Virtual check-ins, non-face-to-face patient-initiated communications, may help manage patients at a much higher value than face-to-face encounters. Medicare reimburses virtual check-ins at a much lower rate than telemedicine and remote patient monitoring. In value-based arrangements, providers may reduce member spend on physician face-to-face encounters while managing patients’ chronic disease burden with telephone or video interactions and trips to a nearby laboratory at a much lower price point. Other members of the healthcare team like nurses, pharmacists and dieticians could also provide additional contacts for patients outside an office visit. Until we have more clarity about the best use of virtual technology in ambulatory settings for chronic disease, many clinicians might feel most comfortable restricting virtual check-ins to managing chronic disease after a definitive diagnosis that was made face-to-face.
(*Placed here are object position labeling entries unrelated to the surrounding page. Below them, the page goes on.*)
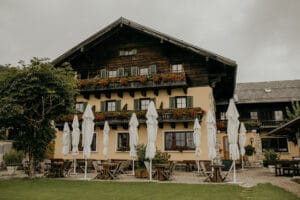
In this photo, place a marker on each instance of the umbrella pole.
(234, 175)
(133, 167)
(150, 170)
(85, 169)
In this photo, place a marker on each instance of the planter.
(141, 173)
(11, 169)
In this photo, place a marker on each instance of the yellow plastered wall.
(201, 98)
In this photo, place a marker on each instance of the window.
(278, 115)
(144, 71)
(123, 142)
(128, 52)
(179, 140)
(253, 115)
(80, 107)
(278, 144)
(111, 106)
(93, 145)
(112, 74)
(223, 115)
(181, 102)
(144, 104)
(177, 68)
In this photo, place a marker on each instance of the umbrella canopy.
(197, 137)
(87, 130)
(242, 138)
(105, 139)
(66, 139)
(151, 116)
(232, 130)
(133, 134)
(75, 135)
(211, 135)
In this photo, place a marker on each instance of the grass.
(70, 190)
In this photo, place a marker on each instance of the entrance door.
(226, 148)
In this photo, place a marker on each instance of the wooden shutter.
(103, 106)
(118, 105)
(121, 71)
(136, 104)
(152, 69)
(189, 101)
(134, 71)
(103, 73)
(172, 102)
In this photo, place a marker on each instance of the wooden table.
(161, 173)
(216, 176)
(106, 170)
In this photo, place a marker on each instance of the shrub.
(13, 157)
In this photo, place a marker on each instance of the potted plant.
(12, 160)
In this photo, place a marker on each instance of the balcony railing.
(137, 82)
(123, 117)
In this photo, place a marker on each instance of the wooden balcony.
(133, 83)
(122, 118)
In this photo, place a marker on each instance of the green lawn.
(70, 190)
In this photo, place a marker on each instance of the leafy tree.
(31, 96)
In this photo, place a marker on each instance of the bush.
(249, 150)
(13, 157)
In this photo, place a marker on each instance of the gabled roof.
(265, 92)
(122, 21)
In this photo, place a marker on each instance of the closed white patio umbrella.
(87, 134)
(75, 140)
(197, 141)
(242, 141)
(151, 122)
(66, 139)
(211, 135)
(105, 139)
(133, 137)
(232, 131)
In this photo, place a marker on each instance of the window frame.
(112, 73)
(175, 68)
(173, 132)
(177, 103)
(117, 148)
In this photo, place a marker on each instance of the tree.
(294, 111)
(31, 96)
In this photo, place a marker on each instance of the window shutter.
(103, 73)
(189, 101)
(121, 71)
(136, 104)
(103, 106)
(134, 71)
(152, 69)
(172, 102)
(118, 105)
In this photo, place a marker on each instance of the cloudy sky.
(262, 36)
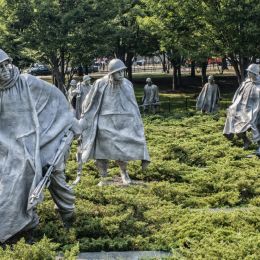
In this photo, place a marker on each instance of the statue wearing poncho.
(209, 96)
(111, 122)
(244, 113)
(34, 116)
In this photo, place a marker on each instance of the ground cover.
(199, 198)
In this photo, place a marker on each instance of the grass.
(199, 198)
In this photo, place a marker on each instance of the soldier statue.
(244, 113)
(35, 119)
(151, 96)
(209, 97)
(112, 125)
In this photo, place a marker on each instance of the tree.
(234, 28)
(58, 32)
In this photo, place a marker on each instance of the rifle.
(45, 181)
(79, 149)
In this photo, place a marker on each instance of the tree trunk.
(175, 77)
(179, 79)
(62, 65)
(192, 69)
(204, 72)
(224, 64)
(235, 65)
(243, 66)
(129, 59)
(164, 63)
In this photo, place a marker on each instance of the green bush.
(199, 198)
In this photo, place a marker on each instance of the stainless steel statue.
(209, 97)
(244, 113)
(34, 119)
(78, 92)
(151, 96)
(111, 123)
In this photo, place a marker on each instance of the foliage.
(199, 198)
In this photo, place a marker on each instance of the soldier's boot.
(257, 152)
(68, 218)
(102, 166)
(245, 139)
(229, 136)
(124, 174)
(144, 164)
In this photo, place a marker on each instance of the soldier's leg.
(257, 152)
(62, 194)
(124, 174)
(245, 139)
(102, 166)
(229, 136)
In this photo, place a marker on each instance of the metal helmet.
(253, 68)
(86, 77)
(73, 82)
(116, 65)
(148, 80)
(4, 56)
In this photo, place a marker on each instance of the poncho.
(33, 118)
(208, 98)
(244, 112)
(112, 124)
(150, 94)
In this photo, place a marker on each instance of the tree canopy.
(64, 33)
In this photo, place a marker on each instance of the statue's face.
(149, 82)
(251, 75)
(5, 70)
(118, 76)
(87, 82)
(210, 80)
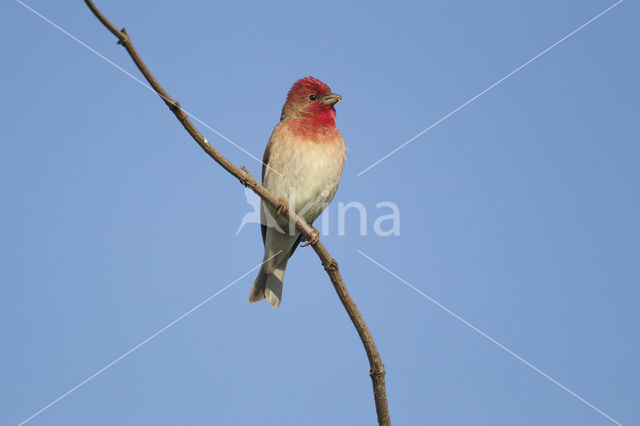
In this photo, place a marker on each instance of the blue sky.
(519, 213)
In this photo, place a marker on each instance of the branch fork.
(376, 372)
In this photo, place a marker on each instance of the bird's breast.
(304, 171)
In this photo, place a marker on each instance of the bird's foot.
(281, 208)
(315, 236)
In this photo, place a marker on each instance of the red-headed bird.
(302, 166)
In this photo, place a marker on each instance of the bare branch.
(376, 372)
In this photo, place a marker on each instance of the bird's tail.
(269, 285)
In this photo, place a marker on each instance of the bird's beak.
(331, 99)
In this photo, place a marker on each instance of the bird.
(301, 167)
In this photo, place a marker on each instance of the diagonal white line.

Interestingly, virtual encounters might enable patients to determine their diagnostic or treatment preferences before meeting with a member of the healthcare team to determine what decisions are most consistent with their values or desires. The 15-20-minute face-to-face office appointment template reduces the likelihood that any meaningful preferences are likely to be identified, much less discussed during a traditional office encounter. Virtual check-ins allow healthcare teams to deliver preference assessments to patients and their caregivers before a visit. Team members can assimilate the responses and provide more tailored information about what decisions are most important to the patient within a virtual visit.